Hakikat, bizzat insanın gözü önündedir. İnsan, Hakikat’in, Gerçeklik’in içinde yaşar. Bu sebepten Hakikat Anlatısı, doğal ve akıcıdır. Sade ve anlaşılırdır. “Anlaşılır”dır, çünkü insana gözü önünde olanı hatırlatır.
Bu haliyle, diyebiliriz ki Hakikat’in hiçbir Anlatısı, “anlaşılmaz karmaşıklığa” sahip değildir ve olamaz. Kullanılan kelimeler okuyucu için yeni olabilir, yani ilk defa gördüğü kelimeler olabilir, fakat bu Anlatı’yı “anlaşılamaz” kılmaz. Akış bütünlüğünü, yani Anlatı’nın Akış bütünlüğünü sağlamak, bu ilk defa görülen kelimelerin işaret ettikleri anlamları öğrenmek ile mümkündür.

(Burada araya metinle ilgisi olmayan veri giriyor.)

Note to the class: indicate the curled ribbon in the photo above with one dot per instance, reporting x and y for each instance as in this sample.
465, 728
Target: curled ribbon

Hakikat Anlatısı, doğal ve akıcıdır, çünkü “bizzat göz önünde olan”ın Seyr’inden ve bunun kelimeleştirilmesinden, kelâma dökülmesinden ibarettir. “Doğal”dır, çünkü herkesin içinde bulunduğu Gerçeklik’e işaret eder ve bu Gerçeklik her şeyiyle bizi kuşattığı için bize O’nun Anlatı’sı bir doğallık hissi verir. “Akıcı”dır, çünkü bizzat Seyir ile yazılmıştır. Kâğıda, yazım ortamına yansıyan da bu Seyir’in İz’lenmesinden ibarettir.
Seyredilenin Yazılması olduğundan, ne Hakikat ne de Anlatı’sı, kimsenin mülkü değildir ve olamaz da. Sadece, Yazar’ın emeğinden söz edilebilir. Fakat Ressam’ın resmettiği dağları yaratmadığı gibi, Yazar da Hakikat’in sahibi veya belirleyicisi olamaz.
Peki her Anlatı, Hakikat Anlatısı mıdır? Ne yazık ki hayır. Her şeyden önce; Kişi, Düşünce Akışı’nı başlatan bir Niyet’e sahiptir. Bu Niyet, kaçınılmaz biçimde hem Düşüncenin Seyri’ni hem de ortaya çıkan sonucu belirler.
Bir Anlatı, ancak sâfî bir “Hakikat’e yönelme” niyeti ile Hakikat Anlatısı niteliğini kazanabilir. Kişi’nin nefsânî arzuları, heva ve hevesleri, kompleksleri Niyet’ini bulandırdığı ölçüde, Niyet’i sâfîyetini kaybeder. Bu durumda; Kişi’nin nefsi kirli bir ayna gibi Hakikat’in bilgisini bulanık ve çarpıtılmış bir biçimde yansıtır.